Re: [PATCH net-next] netfilter: nf_conntrack: introduce conntrack limit per-zone

[Florian Westphal]

xiangxia.m.yue@gmail.com <xiangxia.m.yue@gmail.com> wrote:
> nf_conntrack_max is used to limit the maximum number of
> conntrack entries in the conntrack table for every network
> namespace.

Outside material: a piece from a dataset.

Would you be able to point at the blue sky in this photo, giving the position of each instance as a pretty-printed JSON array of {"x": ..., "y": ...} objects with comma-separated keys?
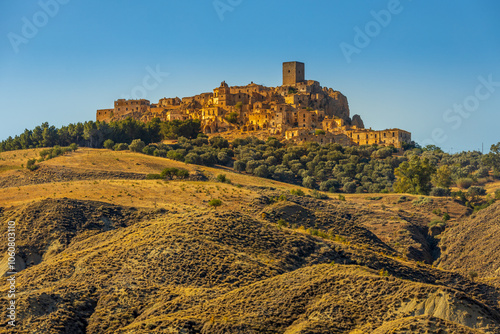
[{"x": 428, "y": 67}]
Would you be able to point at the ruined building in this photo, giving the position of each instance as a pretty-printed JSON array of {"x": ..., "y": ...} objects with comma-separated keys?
[{"x": 298, "y": 110}]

For the containers that reside in the same namespace,
> they share the same conntrack table, and the total # of conntrack
> entries for all containers are limited by nf_conntrack_max.
> In this case, if one of the container abuses the usage the
> conntrack entries, it blocks the others from committing valid
> conntrack entries into the conntrack table.
> 
> To address the issue, this patch adds conntrack counter for zones
> and max count which zone wanted, So that any zone can't consume
> all conntrack entries in the conntrack table.
>
> This feature can be used for openvswitch or iptables.

Your approach adds cost for everyone, plus a 256kbyte 'struct net'
increase.

openvswitch supports per zone limits already, using nf_conncount
infrastructure.

nftables supports it using ruleset (via 'ct count').

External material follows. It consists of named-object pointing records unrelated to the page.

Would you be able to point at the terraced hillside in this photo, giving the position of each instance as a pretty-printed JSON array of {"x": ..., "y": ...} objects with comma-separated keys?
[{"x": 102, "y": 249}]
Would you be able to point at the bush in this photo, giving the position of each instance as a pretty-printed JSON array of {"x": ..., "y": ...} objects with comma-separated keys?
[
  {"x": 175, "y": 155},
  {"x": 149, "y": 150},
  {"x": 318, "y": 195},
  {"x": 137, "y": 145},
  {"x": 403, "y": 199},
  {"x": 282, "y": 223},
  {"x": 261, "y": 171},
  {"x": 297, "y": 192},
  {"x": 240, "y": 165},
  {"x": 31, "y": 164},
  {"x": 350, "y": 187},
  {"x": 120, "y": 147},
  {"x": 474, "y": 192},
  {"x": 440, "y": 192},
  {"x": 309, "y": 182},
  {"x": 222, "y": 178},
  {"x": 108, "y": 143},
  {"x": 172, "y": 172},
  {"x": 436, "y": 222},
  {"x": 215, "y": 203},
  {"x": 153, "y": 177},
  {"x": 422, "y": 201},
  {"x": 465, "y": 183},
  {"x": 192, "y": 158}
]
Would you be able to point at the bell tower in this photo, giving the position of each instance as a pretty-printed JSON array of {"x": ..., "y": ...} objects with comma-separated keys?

If you need support for iptables, consider extending xt_connlimit.c
instead -- looking at the code it might already do all that is needed
if userspace passes a 0-length mask for the ip address, i.e.

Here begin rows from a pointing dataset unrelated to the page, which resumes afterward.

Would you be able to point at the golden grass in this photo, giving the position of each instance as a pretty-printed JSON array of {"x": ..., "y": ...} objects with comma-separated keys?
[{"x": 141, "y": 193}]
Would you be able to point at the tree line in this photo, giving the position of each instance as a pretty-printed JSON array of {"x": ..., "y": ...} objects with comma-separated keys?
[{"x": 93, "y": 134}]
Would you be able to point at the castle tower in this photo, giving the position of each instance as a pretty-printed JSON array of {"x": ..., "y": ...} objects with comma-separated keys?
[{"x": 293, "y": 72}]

iptables -t mangle -A PREROUTING -m conntrack --ctstate NEW -m connlimit \
   --connlimit-above 1000 --connlimit-mask 0 -j REJECT

Re: [PATCH net-next] netfilter: nf_conntrack: introduce conntrack limit per-zone

[Tonghao Zhang]

On Wed, Oct 23, 2019 at 6:31 PM Florian Westphal <fw@strlen.de> wrote:
>
> xiangxia.m.yue@gmail.com <xiangxia.m.yue@gmail.com> wrote:
> > nf_conntrack_max is used to limit the maximum number of
> > conntrack entries in the conntrack table for every network
> > namespace. For the containers that reside in the same namespace,
> > they share the same conntrack table, and the total # of conntrack
> > entries for all containers are limited by nf_conntrack_max.
> > In this case, if one of the container abuses the usage the
> > conntrack entries, it blocks the others from committing valid
> > conntrack entries into the conntrack table.
> >
> > To address the issue, this patch adds conntrack counter for zones
> > and max count which zone wanted, So that any zone can't consume
> > all conntrack entries in the conntrack table.
> >
> > This feature can be used for openvswitch or iptables.
>
> Your approach adds cost for everyone, plus a 256kbyte 'struct net'
> increase.
>
> openvswitch supports per zone limits already, using nf_conncount
> infrastructure.
This path limits the UNREPLIED conntrack entries. If we SYN flood one
zone, the zone will consume all entries in table, which state
SYN_SENT.
The openvswitch limits only the +est conntrack.

> nftables supports it using ruleset (via 'ct count').
>
> If you need support for iptables, consider extending xt_connlimit.c
> instead -- looking at the code it might already do all that is needed
> if userspace passes a 0-length mask for the ip address, i.e.
>
> iptables -t mangle -A PREROUTING -m conntrack --ctstate NEW -m connlimit \
>    --connlimit-above 1000 --connlimit-mask 0 -j REJECT

Re: [PATCH net-next] netfilter: nf_conntrack: introduce conntrack limit per-zone

[Florian Westphal]

Tonghao Zhang <xiangxia.m.yue@gmail.com> wrote:
> > openvswitch supports per zone limits already, using nf_conncount
> > infrastructure.
> This path limits the UNREPLIED conntrack entries. If we SYN flood one
> zone, the zone will consume all entries in table, which state
> SYN_SENT.
> The openvswitch limits only the +est conntrack.

Why?  Can't it be fixed to work properly?

> > iptables -t mangle -A PREROUTING -m conntrack --ctstate NEW -m connlimit \
> >    --connlimit-above 1000 --connlimit-mask 0 -j REJECT

This should work for the synflood case, too.